Michael Hayden of Morrison Mahoney LLP, the attorney representing local residents, told RTO Insider that while the Court held that there is no jurisdiction for the appeal, “the Court’s decision does not comment upon our environmental justice concerns or arguments.”

In consideration of the first petition, regarding the Extension Order, the D.C Circuit ruling did acknowledge that the petitioners had demonstrated injuries related to the compressor station’s siting, including from air pollution and increased safety risks. However, it said FERC already reconsidered the Extension Order, and ruled “the Fore River Residents have already received all of the procedural relief they requested.”

“While we’re disappointed, we are not exactly surprised,” said Alice Arena of Fore River Residents Against the Compressor Station, one of the petitioners in the case. “This was the same court that totally ignored the fact that FERC violated its own regulations in allowing the Weymouth compressor without an [environmental impact statement].”

Hayden said he was unsure if the defendants would pursue further challenges to FERC’s approval of the compressor station.

“We need to study it and determine whether there’s any further appellate action warranted,” Hayden said, noting there’s a trial scheduled in October before the Massachusetts Department of Environmental Protection on the compressor station’s Chapter 91 waterways license.

DC Circuit Sides with FERC on Alleviating Spiking Prices in Virginia

The D.C. Circuit Court of Appeals on Friday upheld a FERC decision suspending the application of PJM’s transmission constraint penalty factor (TCPF) after it led to spiking prices that could not be addressed on Virginia’s Northern Neck Peninsula (22-1090).

The TCPF caused prices to spike on the peninsula in the Chesapeake Bay after a transmission line was taken out of service early last year so the local grid could be upgraded. Cheaper generation or demand response were not available in the area to offset its impact, so PJM requested it suspend the rule in this case as the higher prices were incapable of eliciting any kind of market response.

FERC approved PJM’s request, with a dissent from Commissioner James Danly. Energy trading firm Citadel FNGE appealed the decision to the D.C. Circuit.

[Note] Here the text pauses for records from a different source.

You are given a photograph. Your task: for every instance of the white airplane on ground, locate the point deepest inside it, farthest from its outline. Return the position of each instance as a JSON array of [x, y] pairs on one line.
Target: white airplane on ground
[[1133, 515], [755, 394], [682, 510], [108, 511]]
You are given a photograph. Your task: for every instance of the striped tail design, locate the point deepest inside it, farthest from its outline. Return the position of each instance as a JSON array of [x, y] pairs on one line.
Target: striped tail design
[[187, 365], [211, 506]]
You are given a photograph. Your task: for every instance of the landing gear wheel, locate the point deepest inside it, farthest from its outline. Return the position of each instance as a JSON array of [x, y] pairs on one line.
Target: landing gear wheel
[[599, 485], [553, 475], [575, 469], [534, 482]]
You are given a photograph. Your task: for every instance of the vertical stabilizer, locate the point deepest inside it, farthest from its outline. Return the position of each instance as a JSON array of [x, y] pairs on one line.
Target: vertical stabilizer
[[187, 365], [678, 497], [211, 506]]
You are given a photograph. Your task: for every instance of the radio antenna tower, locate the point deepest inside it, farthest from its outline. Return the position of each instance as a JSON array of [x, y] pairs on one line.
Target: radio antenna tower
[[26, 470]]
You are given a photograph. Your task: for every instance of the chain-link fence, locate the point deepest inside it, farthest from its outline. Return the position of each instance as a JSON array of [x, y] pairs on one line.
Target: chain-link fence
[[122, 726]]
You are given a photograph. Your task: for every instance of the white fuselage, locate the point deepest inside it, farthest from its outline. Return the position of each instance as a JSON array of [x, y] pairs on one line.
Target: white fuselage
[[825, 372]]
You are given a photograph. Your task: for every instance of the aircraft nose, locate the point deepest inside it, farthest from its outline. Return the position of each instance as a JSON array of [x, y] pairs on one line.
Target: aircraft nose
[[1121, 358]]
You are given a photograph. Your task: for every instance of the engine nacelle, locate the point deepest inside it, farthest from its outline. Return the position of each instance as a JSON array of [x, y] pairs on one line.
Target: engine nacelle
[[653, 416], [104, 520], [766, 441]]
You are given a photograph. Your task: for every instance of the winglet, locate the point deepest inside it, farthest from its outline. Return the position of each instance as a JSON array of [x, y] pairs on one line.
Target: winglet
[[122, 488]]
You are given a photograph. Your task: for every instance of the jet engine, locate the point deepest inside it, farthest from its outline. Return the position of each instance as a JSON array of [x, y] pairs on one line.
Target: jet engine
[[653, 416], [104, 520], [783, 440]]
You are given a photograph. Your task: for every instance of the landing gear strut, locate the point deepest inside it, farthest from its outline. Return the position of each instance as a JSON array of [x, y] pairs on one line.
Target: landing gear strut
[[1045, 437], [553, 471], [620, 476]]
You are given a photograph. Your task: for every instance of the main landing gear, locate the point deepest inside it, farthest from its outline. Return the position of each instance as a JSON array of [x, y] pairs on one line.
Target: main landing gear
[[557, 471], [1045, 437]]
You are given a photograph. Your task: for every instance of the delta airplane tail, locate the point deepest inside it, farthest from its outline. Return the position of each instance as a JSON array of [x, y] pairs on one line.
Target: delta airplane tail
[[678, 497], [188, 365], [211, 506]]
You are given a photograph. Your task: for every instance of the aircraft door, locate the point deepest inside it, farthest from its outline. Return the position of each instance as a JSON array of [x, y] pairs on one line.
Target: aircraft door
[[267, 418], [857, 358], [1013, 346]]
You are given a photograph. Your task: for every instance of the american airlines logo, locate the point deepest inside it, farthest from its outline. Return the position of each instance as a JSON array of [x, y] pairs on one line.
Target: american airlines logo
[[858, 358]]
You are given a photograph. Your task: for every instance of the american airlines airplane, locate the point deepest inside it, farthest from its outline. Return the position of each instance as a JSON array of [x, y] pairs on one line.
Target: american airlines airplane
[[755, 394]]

Judge Justin Walker (a Trump appointee) dissented from the majority in the case, saying the court should have remanded it to the commission. (See FERC Approves Pause of PJM Tx Constraint Penalty Factor in Va.)

PJM since has changed the rule so the TCPF will be suspended automatically in similar circumstances going forward. (See FERC Approves PJM Proposal to Reduce Congestion Penalty During Grid Upgrades.)

Chief Judge Sri Srinivasan and Judge Patricia Millet (both Obama appointees) sided with FERC, saying it was reasonable to suspend the rule, which is meant to get a market response that ultimately would solve the congestion at issue.

“Because application of the penalty factor increased costs for consumers without a commensurate benefit, the commission reasonably found that its application in this context was unjust and unreasonable,” the court said.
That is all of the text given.